Unless you expect to leave an estate worth more than $5.43 million or $10.9 million for couples (in 2015), Uncle Sam won’t take his share of the money and other assets you want to leave to your heirs.
Inheritance tax, however, is another story. This tax, imposed by six states at the time of this writing, is a state tax that a person or organization needs to pay when they have inherited money or property from a loved one who has passed away.
Understanding this tax is particularly important when it comes to planning how you want to leave assets to your beneficiaries when you die.
Here are some things you should know about state inheritance tax.
How are estate and inheritance taxes different?
Estate taxes are levied on the total value of a deceased person’s money and property and paid by a person’s estate before beneficiaries receive anything.

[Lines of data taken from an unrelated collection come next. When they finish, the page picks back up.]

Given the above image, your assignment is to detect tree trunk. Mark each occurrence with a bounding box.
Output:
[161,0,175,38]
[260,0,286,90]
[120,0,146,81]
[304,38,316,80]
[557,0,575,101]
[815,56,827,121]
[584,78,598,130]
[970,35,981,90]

Inheritance taxes are different, largely because the beneficiary is responsible for payment after the executor of the estate has divided and distributed the assets.
While the federal government does not levy an inheritance tax, six states do – Iowa, Kentucky, Maryland, Nebraska, New Jersey, and Pennsylvania.
Of course, state laws are subject to change, so be sure to check with your state’s tax agency if you are receiving an inheritance.
Inheritance tax is determined by the state in which the deceased person was a resident when he or she died. As a beneficiary, it doesn’t matter where you live.
Inheritance tax exemptions
If you are the widow or widower of the deceased, you are exempt from inheritance tax in all six states. Children are either exempt or pay a low rate of inheritance tax.
Other relatives may pay at a reduced rate and only on an amount that exceeds a certain threshold.
Distant or unrelated persons who inherit property or money pay the highest rates of inheritance tax.
Charitable organizations may be exempt from inheritance tax. Check your state’s laws.
Who files an inheritance tax return?
The executor of the estate files one inheritance tax return, which lists all the names and tax identification numbers of people and organizations that received an inheritance from the estate.
Property exemptions from state inheritance tax
Special consideration is given to certain property being passed to heirs.
For example, in Pennsylvania, a family farm that meets certain requirements is exempt from state inheritance tax.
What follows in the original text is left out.